Thanks a lot for the job! But how can I use it. I added DrainStop
to children following the doc.
And run
iex -S mix phoenix.server
Erlang/OTP 19 [erts-8.0.2] [source-9503fff] [64-bit] [smp:4:4] [async-threads:10] [hipe] [kernel-poll:false]
[info] Running MyPro.Endpoint with Cowboy using http://localhost:4000
Interactive Elixir (1.3.2) - press Ctrl+C to exit (type h() ENTER for help)
iex(1)> Application.stop(:my_pro)
[info] stop listening
[info] DrainStop starting graceful shutdown with timeout: 10000
[info] DrainStop Successful, no more connections
:ok
[info] Application star_way_bff exited: :stopped
Perfect! it works! But how can I do it for production?

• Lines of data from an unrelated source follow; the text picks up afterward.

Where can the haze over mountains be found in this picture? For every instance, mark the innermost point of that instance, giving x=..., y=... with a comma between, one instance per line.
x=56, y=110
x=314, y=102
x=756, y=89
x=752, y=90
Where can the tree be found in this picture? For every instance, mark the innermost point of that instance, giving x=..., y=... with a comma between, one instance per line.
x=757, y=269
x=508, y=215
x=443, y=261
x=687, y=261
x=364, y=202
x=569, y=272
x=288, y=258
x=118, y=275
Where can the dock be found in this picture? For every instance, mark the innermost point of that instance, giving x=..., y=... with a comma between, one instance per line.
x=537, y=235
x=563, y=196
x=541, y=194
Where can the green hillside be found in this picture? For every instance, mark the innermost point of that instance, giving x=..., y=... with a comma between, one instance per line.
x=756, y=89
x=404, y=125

Phoenix server will be started as daemon , how can I stop that application?
Is there a mechanism in Elixir can handle Unix killing signals?

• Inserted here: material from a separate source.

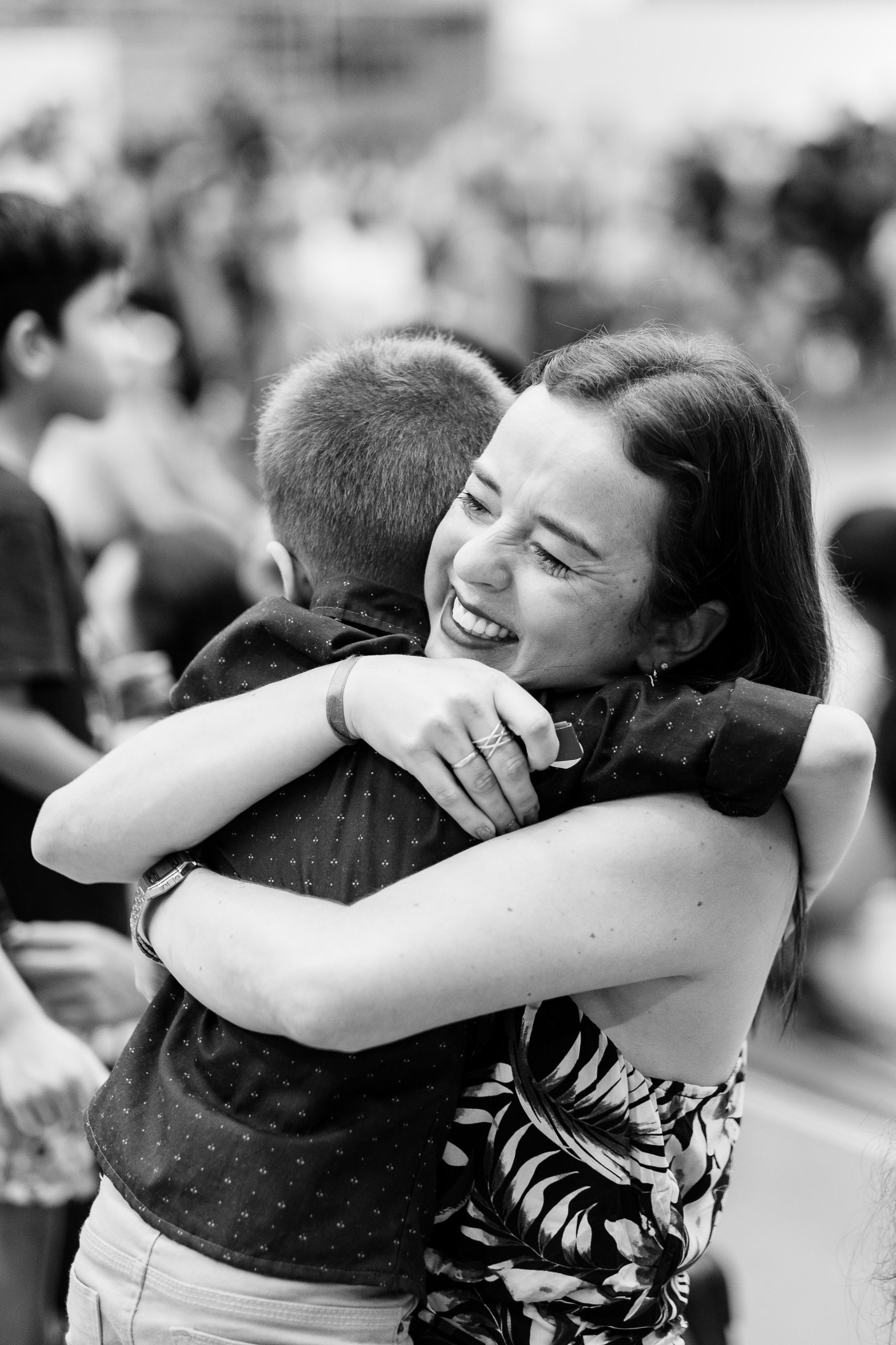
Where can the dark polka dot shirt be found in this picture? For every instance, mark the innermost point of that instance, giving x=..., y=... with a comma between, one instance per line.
x=322, y=1165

You guys have a better idea?
@xingxing not sure if you're still looking for a solution. But I found https://github.com/tsutsu/signal_handler which lets Elixir applications intercept POSIX signals.

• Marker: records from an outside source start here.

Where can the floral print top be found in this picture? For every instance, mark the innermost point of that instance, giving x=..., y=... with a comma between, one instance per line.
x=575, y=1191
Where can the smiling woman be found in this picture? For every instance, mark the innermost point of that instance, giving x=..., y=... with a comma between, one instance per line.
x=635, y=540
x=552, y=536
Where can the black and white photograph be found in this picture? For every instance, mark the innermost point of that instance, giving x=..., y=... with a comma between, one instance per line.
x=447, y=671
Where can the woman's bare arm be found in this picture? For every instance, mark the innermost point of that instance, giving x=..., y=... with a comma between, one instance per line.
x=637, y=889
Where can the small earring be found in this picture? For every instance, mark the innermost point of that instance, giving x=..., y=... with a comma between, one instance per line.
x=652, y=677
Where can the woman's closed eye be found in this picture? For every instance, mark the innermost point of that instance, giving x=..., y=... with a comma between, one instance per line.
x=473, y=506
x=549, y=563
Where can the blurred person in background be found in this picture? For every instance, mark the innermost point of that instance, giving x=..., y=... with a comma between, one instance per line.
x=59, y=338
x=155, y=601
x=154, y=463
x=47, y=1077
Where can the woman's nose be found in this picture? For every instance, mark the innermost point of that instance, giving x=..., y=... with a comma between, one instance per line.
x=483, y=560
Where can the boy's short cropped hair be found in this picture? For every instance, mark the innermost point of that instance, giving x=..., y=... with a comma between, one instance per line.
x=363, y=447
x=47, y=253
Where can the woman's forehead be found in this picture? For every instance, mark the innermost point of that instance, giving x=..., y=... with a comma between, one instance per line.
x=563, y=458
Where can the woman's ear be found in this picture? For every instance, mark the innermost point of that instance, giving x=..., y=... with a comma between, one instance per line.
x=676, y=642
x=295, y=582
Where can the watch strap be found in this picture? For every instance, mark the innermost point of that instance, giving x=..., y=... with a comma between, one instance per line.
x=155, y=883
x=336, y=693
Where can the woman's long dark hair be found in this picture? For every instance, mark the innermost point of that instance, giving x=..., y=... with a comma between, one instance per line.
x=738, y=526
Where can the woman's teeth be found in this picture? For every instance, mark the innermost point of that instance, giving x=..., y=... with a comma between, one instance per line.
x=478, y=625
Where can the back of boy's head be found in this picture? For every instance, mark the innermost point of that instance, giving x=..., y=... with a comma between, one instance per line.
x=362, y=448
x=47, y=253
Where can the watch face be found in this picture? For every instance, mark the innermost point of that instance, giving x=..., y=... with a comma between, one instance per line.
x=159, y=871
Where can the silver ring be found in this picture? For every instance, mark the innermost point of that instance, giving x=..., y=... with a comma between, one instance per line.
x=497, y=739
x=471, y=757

@aaronjensen are you planning to package this functionality into a library?
Anybody know if this works with Elixir 1.4.5 and Phoenix 1.3? It doesn't seem to work for me. I put a :timer.sleep/1
in a controller and when I call :init.stop()
the connection is severed.
Doesn't seem to work; Elixir 1.5.2, Phoenix 1.3. It still kills open connections that are being blocked by :timer.sleep/1
, as reported above. Is this just an artifact of using sleep? Will it work in other scenarios? How can I trust it?
For people trying to use it with Phoenix 1.3, maybe take a look at https://github.com/lyokato/the_end
This is already supported by plug_cowboy
(release 2.1.0)
https://hexdocs.pm/plug_cowboy/Plug.Cowboy.Drainer.html
That's great! I'll update the file at the top to say that this is now supported as of plug_cowboy
2.1.0. Thanks for pointing it out.
Thanks for this. I think it'll be a big help for us!